“You didn’t have girlfriends,” she snorted.
 
 I was offended by that. “What the fuck was Kaitlin?”
 
 “A prop. Someone who looked good on your arm. Someone you went through the motions with. Did you even like her?”
 
 Not that much. “She was okay.”
 
 “I’m just saying this is different, Marc. You and me, we’re not like what you’ve done before. This is real.”
 
 She cupped my cheek in her hand, like I did with her so often, and forced me to look at her.
 
 “It’s okay to be scared,” she assured me.
 
 “Are you scared?” I asked her.
 
 She shook her head. Of course she wasn’t. She was the bravest person I knew. “I love you. There’s nothing to be scared of.”
 
 I pulled her hand away from my face then. “I won’t ever say it. Do you understand me, Ash? I’ll never tell you that. Ever.”
 
 I didn’t know if it was because I would never feel it or not. I only knew I’d loved someone once, and losing that person, that love, being torn away from it, being rejected by it, had broken me.
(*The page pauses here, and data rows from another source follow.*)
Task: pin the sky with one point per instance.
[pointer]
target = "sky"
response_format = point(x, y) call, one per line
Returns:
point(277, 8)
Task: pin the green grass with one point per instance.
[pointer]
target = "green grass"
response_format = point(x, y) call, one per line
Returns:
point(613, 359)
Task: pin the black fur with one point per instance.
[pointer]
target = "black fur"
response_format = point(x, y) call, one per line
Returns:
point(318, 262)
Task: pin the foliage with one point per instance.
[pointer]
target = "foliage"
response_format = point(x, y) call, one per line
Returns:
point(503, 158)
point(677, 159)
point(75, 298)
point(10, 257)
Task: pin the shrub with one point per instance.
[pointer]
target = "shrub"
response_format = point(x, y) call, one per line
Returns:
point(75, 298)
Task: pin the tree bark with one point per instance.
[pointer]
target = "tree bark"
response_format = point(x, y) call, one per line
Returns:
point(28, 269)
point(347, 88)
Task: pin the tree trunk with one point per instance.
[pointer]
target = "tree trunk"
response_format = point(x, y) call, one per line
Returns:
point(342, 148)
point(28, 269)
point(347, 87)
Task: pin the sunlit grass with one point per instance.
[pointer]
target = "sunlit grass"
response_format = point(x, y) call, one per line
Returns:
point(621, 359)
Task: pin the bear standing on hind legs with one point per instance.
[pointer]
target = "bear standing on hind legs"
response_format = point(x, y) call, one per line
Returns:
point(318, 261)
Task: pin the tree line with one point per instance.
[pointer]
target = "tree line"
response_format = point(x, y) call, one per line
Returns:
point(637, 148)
I didn’t know if I was capable of the emotion, but I knew, without a doubt, I would never cop to it.
 
 “Okay. Do you not like it when I say it? I don’t have to. I can say you’ve got the best dick I’ve ever seen in my life, instead.”
 
 “Mine’s the only dick you’ve ever seen,” I reminded her.
 
 Did I not want her to say it? That she loved me? It made me uncomfortable, so I guess that was enough of a reason to not want her to say it. It also made me feel guilty knowing I couldn’t reciprocate.
 
 She shook her head. “No, it isn’t. There were all kinds of images online when I was researching blow jobs. I still think yours is the best, though.”
 
 “Fabulous,” I muttered.
 
 “Anyway, that’s a good rule we’ve established. No L-word talk. Fine. But we need a few more.”
 
 “What for?”
 
 “For you being my secret boyfriend.”
 
 Yeah, I still wasn’t exactly sure how I felt about that. Last night I’d promised her I would fuck only her. I didn’t necessarily see that as an issue. Despite what she thought, probably because of the impression I’d given her over the years, it wasn’t like there were a lot of women for me. I was too focused on getting to the finish line of my degree to get distracted beyond the occasional fuck.
 
 What Ash was talking about would be a distraction.
 
 “Look, Ash. I won’t fuck anyone else if that’s what you want, but how the hell am I supposed to be your boyfriend? I’ll either be at Princeton, or in Manhattan working at your father’s office. And you’ll be wherever he lets you go.”
 
 “That’s why we need rules. A way to establish our relationship, so that, even though we’re apart, we’ll know we’re still together. Not fucking other people is only one way to do that.”
 
 “Okay fine. I’ll humor you. What kind of rules are we talking about?”
 
 “You need to text me at least once a day. On my new phone. I’ll use my old phone to text you sometimes, but I still want to show a gradual decrease in usage. It will look like I just started to lose interest in you because you weren’t replying. Per Arthur’s wishes.”
 
 “Fine.” We’d basically been doing that for years. I didn’t see that as much of a change. Touching base with Ash was just something I needed to do. That was something I could acknowledge.
 
 “Also, you have to be nice to me once in a while.”
 
 “I’ll try,” I said drily.
 
 “And chocolates occasionally. I’ve set up a PO box at the post office in town. You can send anything to me at that address.”
 
 “I don’t have money to waste on chocolates,” I said with a frown. Then I jiggled her in my lap to get her attention. “A burner phone, a secret PO box…how afraid of your father are you? Tell me the truth, Ash. Because I don’t think you have been up until now.”